In un'economia monetaria e nella logica del guadagno, il mercante non poteva fare a meno di conoscere i numeri e l'aritmetica, doveva saper contabilizzare le entrate e le uscite, doveva calcolare i tempi di percorrenza di un viaggio o i tempi di un pagamento. A questo scopo grande importanza ebbe l'introduzione di uno strumento di calcolo come l'abaco, che permetteva di svolgere tutte le operazioni fino ai dieci miliardi. Parallelamente si iniziarono a usare i numeri arabi (in realtà indiani, ma erano stati importati dagli Arabi), che semplificavano moltissimo il sistema numerale romano. L'abitudine alla precisione aritmetica modificò gradualmente anche il modo di pensare: ad esempio i mercanti per primi sentirono l'esigenza di calcolare il tempo in modo più esatto e misurabile, secondo scansioni regolari: per questo intorno al XIII secolo i primi orologi meccanici comparvero sulle torri dei palazzi e sulle cattedrali della città a segnare con esattezza le ore ogni sessanta minuti. Seppure molto lentamente, gli orologi si diffusero soprattutto nelle aree urbane dell'Europa.

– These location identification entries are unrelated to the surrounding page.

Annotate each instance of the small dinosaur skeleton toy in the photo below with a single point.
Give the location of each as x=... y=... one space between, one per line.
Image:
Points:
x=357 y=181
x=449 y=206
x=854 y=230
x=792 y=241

Questa nuova concezione del tempo insieme alla pratica della contabilità entrarono anche nel mondo dell'aldilà: fu infatti in questo periodo che alla netta alternativa tra inferno e paradiso, la Chiesa affiancò anche il Purgatorio, un terzo luogo non definitivo. La permanenza in questo luogo di attesa, la pena da scontare, poteva essere ridotta con le preghiere o le messe di suffragio dei vivi: tante preghiere venivano recitate, tanto minore era il tempo da trascorrere in Purgatorio. Si creava così una "contabilità del Cielo" molto praticata dai ricchi mercanti che, sapendo di non essere sempre esenti da colpe, alleviavano così la loro paura di essere dannati.